Si la influencia de los comunistas, que en el frente del centro lo invadía todo, cansó finalmente la paciencia del Ministro de la Guerra, más irritante todavía, especialmente para un hombre del temperamento de Largo Caballero —que aun en su trato con sus propios colegas era obstinado e irascible y, según el General Asensio, su Subsecretario, deseaba dirigirlo y controlarlo todo personalmente—[67] fue la inoportunidad de sus adversarios. La obstinación con que resistía la presión a que se veía sometido constantemente le condujo repetidas veces a duros choques con los generales rusos,[68] con el embajador Marcel Rosenberg,[69] y en especial con los dos ministros comunistas durante los debates del Gabinete. Según Indalecio Prieto, quien como miembro del Gobierno debe ser considerado un testigo importante

«… una situación de tirantez increíble surgió entre los dos ministros y Largo Caballero. «Escenas violentísimas ocurrían en pleno Consejo de Ministros, al mismo tiempo que Largo Caballero tenía conferencias tempestuosas con el embajador de la URSS, señor Rosenberg. No puedo discriminar si la actitud del señor Rosenberg era reflejo del enojo de los ministros comunistas, o si el enojo de éstos era reflejo de la actitud del embajador ruso.
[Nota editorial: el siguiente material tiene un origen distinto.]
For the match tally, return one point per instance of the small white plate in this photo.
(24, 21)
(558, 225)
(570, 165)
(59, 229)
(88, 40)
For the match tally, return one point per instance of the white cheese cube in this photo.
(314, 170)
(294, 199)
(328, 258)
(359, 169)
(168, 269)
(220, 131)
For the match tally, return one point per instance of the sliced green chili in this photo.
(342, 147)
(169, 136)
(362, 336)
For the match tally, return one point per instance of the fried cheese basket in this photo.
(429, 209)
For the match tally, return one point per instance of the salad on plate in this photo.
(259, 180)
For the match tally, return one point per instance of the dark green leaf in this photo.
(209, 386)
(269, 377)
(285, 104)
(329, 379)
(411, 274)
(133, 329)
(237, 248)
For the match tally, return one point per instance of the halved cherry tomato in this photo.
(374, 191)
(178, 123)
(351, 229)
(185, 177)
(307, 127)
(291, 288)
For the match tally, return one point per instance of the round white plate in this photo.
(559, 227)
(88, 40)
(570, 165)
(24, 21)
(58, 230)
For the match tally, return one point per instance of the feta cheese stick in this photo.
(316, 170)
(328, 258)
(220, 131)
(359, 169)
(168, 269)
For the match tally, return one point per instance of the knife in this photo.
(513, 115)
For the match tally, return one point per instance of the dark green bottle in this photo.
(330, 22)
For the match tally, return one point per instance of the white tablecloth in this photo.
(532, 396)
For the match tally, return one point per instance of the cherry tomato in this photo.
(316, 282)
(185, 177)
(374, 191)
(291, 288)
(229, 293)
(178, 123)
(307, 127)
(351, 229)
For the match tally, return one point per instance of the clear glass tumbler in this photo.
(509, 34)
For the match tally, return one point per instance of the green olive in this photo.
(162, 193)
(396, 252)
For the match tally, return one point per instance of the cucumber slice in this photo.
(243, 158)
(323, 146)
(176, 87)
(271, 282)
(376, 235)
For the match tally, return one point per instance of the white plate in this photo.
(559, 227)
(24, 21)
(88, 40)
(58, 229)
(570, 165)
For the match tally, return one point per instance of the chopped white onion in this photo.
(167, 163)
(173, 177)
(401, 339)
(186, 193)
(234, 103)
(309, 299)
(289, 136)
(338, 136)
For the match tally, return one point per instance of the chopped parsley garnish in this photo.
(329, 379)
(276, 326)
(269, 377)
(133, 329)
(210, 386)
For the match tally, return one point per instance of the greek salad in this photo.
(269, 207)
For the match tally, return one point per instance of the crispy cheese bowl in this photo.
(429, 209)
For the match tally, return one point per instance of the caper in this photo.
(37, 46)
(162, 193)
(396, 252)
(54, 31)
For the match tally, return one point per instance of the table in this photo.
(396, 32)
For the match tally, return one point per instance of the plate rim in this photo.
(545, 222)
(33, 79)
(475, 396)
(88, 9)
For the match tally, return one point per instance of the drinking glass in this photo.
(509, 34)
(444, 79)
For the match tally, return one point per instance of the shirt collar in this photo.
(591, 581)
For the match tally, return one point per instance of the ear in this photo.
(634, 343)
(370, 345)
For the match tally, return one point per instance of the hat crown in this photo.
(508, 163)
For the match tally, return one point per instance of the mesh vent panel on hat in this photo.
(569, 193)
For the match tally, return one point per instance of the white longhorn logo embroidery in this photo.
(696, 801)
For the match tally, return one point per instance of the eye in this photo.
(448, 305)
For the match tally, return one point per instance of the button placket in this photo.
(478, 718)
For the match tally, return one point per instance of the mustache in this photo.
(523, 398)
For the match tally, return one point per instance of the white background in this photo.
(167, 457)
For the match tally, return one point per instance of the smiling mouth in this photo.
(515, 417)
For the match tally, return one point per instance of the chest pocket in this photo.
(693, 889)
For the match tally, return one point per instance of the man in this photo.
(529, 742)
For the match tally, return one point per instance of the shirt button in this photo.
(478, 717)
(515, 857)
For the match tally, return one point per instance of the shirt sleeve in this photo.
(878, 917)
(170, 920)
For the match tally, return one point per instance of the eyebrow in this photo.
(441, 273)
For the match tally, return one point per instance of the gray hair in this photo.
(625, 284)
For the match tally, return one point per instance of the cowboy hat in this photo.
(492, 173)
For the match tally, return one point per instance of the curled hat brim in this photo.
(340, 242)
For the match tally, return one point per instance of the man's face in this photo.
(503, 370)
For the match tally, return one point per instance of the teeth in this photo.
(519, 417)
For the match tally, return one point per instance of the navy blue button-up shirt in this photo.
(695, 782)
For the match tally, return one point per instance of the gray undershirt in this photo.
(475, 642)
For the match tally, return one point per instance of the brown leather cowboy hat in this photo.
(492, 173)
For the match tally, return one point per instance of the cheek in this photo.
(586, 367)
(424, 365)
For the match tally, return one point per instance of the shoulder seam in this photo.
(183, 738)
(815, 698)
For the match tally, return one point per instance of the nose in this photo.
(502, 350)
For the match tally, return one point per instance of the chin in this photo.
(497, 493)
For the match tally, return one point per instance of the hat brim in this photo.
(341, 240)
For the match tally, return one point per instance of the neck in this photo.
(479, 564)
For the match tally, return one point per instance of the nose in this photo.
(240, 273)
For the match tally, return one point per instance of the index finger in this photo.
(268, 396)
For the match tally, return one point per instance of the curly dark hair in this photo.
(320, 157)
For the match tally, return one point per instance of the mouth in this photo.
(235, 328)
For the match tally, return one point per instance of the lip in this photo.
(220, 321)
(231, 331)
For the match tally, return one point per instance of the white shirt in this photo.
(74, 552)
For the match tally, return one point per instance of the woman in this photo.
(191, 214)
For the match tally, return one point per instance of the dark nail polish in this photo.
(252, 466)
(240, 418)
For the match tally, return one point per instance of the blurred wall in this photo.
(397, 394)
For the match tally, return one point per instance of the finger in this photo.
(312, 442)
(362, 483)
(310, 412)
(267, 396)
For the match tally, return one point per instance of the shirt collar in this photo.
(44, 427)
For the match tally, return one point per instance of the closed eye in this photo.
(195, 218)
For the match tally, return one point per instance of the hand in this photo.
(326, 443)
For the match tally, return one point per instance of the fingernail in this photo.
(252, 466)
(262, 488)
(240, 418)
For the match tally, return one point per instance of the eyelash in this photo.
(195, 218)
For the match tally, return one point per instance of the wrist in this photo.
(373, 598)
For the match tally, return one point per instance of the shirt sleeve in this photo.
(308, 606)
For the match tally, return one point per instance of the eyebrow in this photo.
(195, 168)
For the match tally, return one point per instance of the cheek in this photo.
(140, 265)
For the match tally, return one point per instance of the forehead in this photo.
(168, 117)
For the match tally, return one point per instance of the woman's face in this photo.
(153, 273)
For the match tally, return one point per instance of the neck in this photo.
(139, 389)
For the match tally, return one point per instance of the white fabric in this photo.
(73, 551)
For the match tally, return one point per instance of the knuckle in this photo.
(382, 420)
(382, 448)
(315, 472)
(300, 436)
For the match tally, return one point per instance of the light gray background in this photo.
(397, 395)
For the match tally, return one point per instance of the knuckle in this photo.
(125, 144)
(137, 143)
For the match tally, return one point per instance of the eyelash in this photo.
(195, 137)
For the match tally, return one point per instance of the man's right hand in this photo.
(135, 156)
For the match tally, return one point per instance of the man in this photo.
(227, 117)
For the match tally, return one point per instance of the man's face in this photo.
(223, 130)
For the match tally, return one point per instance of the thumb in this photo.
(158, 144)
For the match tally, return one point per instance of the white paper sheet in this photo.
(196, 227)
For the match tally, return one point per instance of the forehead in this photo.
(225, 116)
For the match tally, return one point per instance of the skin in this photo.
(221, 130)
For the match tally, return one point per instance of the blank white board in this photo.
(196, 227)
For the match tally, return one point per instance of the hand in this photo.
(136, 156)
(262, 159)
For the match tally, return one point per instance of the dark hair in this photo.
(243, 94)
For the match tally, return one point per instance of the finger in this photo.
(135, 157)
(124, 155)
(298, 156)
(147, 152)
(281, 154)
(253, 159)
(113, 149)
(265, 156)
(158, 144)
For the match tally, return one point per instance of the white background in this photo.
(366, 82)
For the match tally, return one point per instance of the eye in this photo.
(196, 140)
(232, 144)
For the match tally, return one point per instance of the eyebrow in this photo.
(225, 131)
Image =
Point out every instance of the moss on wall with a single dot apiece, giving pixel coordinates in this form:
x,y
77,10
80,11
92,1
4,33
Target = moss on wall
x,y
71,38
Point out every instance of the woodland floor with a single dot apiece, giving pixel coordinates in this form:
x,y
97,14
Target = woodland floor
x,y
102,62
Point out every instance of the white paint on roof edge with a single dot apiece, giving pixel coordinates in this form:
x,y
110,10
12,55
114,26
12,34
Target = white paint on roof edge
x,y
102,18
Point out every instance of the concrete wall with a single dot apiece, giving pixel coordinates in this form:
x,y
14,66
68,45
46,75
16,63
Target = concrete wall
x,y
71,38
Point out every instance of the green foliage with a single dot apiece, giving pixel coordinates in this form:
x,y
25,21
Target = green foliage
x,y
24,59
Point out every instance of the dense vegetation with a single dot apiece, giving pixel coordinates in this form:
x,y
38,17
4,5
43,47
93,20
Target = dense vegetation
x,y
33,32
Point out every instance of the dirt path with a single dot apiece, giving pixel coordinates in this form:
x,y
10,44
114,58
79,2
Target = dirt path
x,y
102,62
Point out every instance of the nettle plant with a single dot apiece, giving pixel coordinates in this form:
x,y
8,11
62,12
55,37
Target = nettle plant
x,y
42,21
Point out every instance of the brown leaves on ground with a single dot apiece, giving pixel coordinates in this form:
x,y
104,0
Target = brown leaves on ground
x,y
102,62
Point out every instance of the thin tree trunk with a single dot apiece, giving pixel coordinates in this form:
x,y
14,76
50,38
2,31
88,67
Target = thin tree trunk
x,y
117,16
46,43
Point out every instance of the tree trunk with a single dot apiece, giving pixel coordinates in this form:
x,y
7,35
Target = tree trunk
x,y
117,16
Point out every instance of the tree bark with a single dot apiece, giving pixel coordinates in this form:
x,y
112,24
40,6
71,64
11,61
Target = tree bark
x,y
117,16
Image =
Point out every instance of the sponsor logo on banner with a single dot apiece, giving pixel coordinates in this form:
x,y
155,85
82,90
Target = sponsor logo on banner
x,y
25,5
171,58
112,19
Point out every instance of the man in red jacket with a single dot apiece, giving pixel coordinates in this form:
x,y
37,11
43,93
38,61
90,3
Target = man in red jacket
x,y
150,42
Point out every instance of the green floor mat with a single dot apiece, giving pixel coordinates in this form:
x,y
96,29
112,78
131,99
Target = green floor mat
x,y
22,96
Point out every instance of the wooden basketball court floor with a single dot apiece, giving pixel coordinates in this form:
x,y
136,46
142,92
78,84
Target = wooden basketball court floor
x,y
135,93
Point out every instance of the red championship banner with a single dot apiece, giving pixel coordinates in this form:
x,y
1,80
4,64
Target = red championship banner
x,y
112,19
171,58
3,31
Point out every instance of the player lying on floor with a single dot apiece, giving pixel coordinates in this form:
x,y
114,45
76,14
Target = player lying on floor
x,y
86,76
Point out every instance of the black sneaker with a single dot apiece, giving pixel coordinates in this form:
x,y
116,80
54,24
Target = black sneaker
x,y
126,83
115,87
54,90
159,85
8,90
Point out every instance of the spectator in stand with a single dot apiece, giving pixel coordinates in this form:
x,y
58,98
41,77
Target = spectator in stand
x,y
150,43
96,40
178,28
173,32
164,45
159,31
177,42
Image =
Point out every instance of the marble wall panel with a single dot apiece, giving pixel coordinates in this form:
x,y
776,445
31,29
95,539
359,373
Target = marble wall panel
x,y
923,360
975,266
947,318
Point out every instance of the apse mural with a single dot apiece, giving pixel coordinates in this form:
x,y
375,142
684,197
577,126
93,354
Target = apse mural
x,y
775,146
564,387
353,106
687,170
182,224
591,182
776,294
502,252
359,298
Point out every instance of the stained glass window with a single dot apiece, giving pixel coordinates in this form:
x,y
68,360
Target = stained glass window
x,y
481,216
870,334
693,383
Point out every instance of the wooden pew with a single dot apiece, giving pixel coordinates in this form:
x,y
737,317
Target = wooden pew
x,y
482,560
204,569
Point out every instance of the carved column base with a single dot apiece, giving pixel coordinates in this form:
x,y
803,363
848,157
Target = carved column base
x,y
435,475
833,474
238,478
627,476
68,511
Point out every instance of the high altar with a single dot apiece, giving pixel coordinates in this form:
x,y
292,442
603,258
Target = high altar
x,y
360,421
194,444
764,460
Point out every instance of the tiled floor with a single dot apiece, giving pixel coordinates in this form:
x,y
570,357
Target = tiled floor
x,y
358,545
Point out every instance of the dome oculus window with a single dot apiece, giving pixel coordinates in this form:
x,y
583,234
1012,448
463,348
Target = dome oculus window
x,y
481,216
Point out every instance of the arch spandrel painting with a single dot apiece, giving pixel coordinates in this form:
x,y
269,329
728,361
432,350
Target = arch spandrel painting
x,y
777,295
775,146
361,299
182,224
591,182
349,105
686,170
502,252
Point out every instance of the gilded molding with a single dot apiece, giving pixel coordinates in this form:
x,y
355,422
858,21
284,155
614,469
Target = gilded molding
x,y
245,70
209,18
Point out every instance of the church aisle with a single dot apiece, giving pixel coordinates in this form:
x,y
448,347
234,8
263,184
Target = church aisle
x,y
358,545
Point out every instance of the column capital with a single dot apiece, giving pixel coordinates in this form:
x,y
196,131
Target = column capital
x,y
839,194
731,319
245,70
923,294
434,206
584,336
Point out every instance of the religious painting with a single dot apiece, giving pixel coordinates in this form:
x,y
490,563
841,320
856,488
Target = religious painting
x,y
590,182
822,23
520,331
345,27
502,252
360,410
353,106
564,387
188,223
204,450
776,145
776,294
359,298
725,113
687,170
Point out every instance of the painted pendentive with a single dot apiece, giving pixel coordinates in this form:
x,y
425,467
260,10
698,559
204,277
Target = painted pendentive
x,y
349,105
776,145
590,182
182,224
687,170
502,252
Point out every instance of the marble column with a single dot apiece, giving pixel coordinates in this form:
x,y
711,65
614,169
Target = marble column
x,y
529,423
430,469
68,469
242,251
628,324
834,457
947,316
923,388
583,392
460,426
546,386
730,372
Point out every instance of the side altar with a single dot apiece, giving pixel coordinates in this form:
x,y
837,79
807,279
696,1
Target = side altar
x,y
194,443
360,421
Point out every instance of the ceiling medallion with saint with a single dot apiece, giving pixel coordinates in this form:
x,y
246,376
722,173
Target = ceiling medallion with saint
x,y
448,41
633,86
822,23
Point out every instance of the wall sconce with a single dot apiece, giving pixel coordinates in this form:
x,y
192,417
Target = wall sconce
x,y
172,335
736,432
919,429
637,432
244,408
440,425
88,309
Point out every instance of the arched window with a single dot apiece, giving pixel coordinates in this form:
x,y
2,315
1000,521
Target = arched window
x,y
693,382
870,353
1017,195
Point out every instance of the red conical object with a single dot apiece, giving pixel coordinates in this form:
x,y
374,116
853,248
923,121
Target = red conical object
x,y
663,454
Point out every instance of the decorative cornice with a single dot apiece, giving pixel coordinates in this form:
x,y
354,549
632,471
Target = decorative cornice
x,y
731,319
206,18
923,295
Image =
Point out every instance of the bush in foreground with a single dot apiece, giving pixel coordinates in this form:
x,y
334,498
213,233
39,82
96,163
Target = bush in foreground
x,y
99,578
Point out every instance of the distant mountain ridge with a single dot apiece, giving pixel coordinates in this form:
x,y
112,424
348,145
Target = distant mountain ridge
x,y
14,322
Lo que sé… es que la acción diplomática de Rusia sobre el Presidente del Consejo de Ministros, mejor dicho contra el Presidente del Consejo de Ministros, y la acción de los ministros comunistas presionando al jefe del Gobierno eran simultáneas y parejas».[70]

Fue en esta situación de creciente conflicto con los rusos y sus colaboradores españoles, cuando Largo Caballero, ante el número creciente de seguidores que lo abandonaban, enfrentado con la callada animosidad de los republicanos liberales, se volvió hacia los anarcosindicalistas en busca de apoyo contra sus tenaces adversarios. La nueva relación así establecida entre Caballero y sus antiguos adversarios de la CNT y de la FAI fue un factor importante en su cambio hacia una política de conciliación con respecto a ellos. En particular, le impidió que llevara a cabo, a pesar de la constante presión de los comunistas, una militarización completa de las milicias anarcosindicalistas a base de brigadas mixtas, como un paso hacia la creación de un ejército regular, ejército que él sabía muy bien era anatema para el movimiento libertario.